Sometimes, the transition to college and being away from home is the second hit (adjustment disorder). Or something like the COVID-19 pandemic can act as the trigger. Before your college-aged child knows it or understands what’s happening, it morphs into bipolar disorder, depression, etc.
Going back to early detection, the average time of symptom onset to treatment is 11 years. It’s important to know that depression (and other mental illnesses) is not age sensitive and, in addition to medical condition history, external factors can trigger it. Remember the stat above: 50% of all lifetime mental illness begins by age 14, and 75% by age 24. So, the traditional college student falls right into that age range.

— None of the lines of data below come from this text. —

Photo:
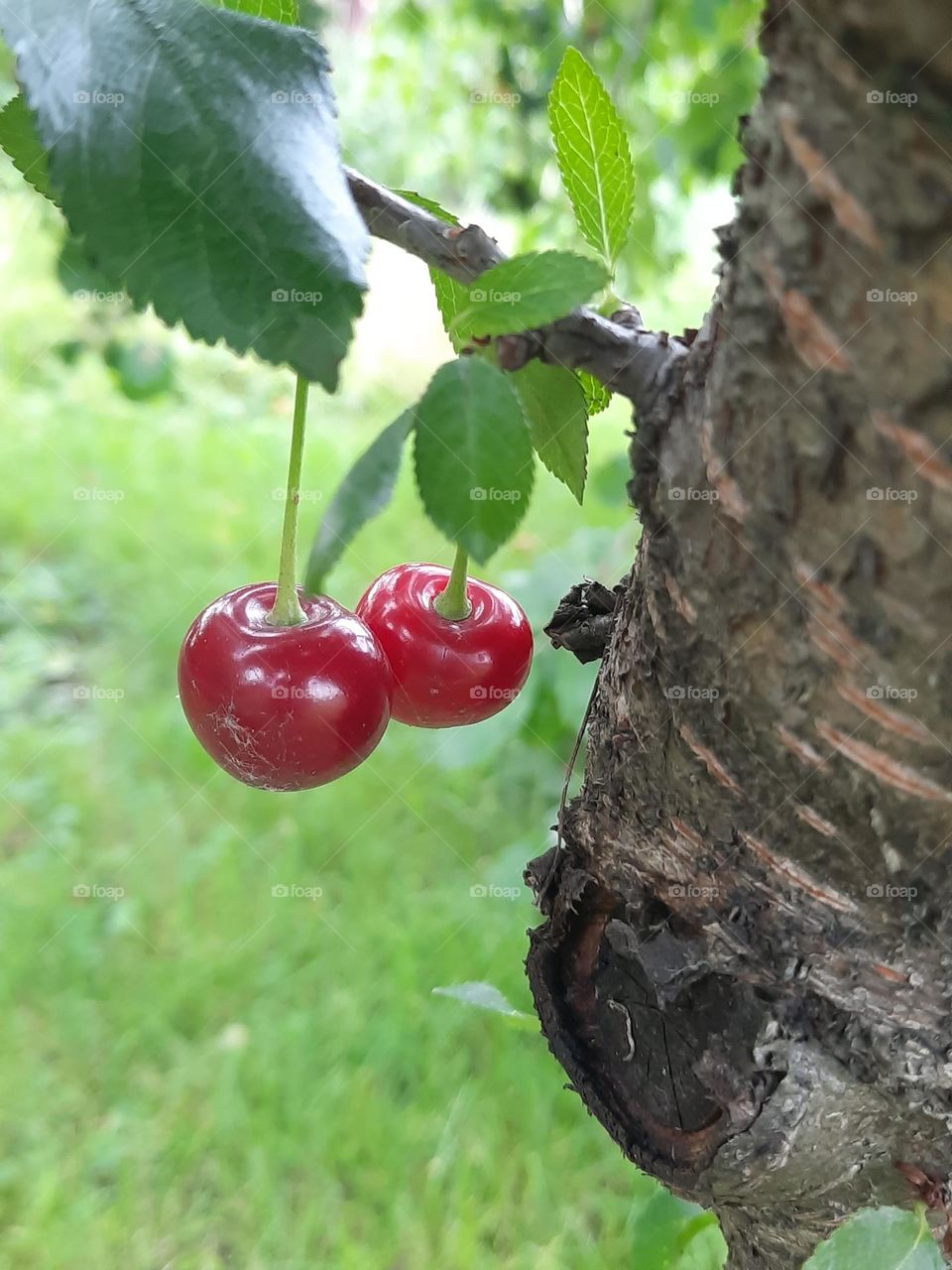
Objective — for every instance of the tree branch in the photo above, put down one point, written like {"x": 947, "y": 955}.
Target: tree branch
{"x": 638, "y": 363}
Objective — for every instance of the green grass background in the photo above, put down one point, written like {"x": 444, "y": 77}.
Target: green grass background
{"x": 198, "y": 1074}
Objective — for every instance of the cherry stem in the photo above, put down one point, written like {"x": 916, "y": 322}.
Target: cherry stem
{"x": 287, "y": 610}
{"x": 453, "y": 603}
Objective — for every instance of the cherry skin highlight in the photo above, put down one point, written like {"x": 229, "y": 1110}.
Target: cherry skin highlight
{"x": 447, "y": 674}
{"x": 284, "y": 707}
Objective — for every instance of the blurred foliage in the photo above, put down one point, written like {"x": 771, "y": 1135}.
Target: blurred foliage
{"x": 449, "y": 96}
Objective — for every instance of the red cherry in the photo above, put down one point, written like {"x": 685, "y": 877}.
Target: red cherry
{"x": 447, "y": 672}
{"x": 284, "y": 707}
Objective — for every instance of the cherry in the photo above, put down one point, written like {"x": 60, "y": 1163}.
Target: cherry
{"x": 284, "y": 707}
{"x": 447, "y": 671}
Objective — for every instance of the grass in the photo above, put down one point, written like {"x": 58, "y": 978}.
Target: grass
{"x": 198, "y": 1072}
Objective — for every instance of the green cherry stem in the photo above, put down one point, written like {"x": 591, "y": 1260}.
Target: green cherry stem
{"x": 287, "y": 610}
{"x": 453, "y": 603}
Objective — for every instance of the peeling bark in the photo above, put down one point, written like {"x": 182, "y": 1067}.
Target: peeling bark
{"x": 747, "y": 959}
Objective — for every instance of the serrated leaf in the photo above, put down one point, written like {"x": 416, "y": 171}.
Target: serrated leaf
{"x": 362, "y": 494}
{"x": 452, "y": 296}
{"x": 597, "y": 395}
{"x": 472, "y": 454}
{"x": 21, "y": 141}
{"x": 553, "y": 405}
{"x": 199, "y": 178}
{"x": 529, "y": 291}
{"x": 880, "y": 1238}
{"x": 593, "y": 155}
{"x": 275, "y": 10}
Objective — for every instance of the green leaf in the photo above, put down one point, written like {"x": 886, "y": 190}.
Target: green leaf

As hard as it is, if your college student is a threat to himself or herself or others, you must call 911. This is not said lightly but sometimes it’s the only way to get them the help they need. They are often in denial that they have a mental illness, and it doesn’t help that there is a stigma associated with it (especially with their peers).
Sometimes, they cannot see in their own mind that there is a problem. People with mental illness can get stuck in their old self-image from before the illness started. It might cause them to feel like everyone else is lying or mistaken. The term for this is anosognosia.
From the national NAMI organization, “When we talk about anosognosia in mental illness, we mean that someone is unaware of their own mental health condition or that they can’t perceive their condition accurately. Anosognosia is a common symptom of certain mental illnesses, perhaps the most difficult to understand for those who have never experienced it.”
In addition to NAMI, another great resource is the American Psychiatric Association.